The bedroom was one of three spare ones the hotel manager had found for them to sleep in. Sherlock had wondered if the empty train in the station had meant that the hotel would be full of travellers, but in fact the train had been hired as a special by Amyus Crowe and a small group of Pinkerton’s agents who were monitoring the situation.
As he lay there, his mind kept coming back to what was going to happen in a few hours. It wasn’t as if the men in Balthassar’s Army were necessarily evil – they just had a different idea on how they wanted to be governed. Invading another country was wrong, obviously, but did that mean they deserved to be wiped out like ants?
Mycroft would have found a way to stop it. Sherlock was sure about that. Mycroft was a cog in the machinery of the British Government, of course, but he had beliefs, and morals, and convictions. The same beliefs, morals and convictions that had been inculcated into Sherlock by their father, Major Siger Holmes of the King’s Dragoons. They were both Siger’s sons, and they had inherited his values in the same way that they had inherited his blue eyes.
He had to do something. But what?
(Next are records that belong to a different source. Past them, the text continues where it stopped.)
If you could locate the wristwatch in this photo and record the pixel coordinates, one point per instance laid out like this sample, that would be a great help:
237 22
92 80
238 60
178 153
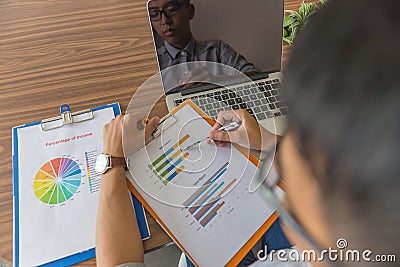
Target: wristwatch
105 162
What could he do to stop the Army Corps of Engineers?
Maybe he could send a telegraph message to Mycroft, in England. He didn’t know how much that might cost, although he suspected it would be expensive, but he still had some money left from earlier. Mycroft could call in the American Ambassador, or something, and get it stopped.
Or could he? Would he? And, more to the point, did Mycroft have enough time? He was several thousand miles away, after all, and perhaps his superiors in the Foreign Office would be more concerned with preventing an invasion of a British territory than in saving the lives of men they had never even met.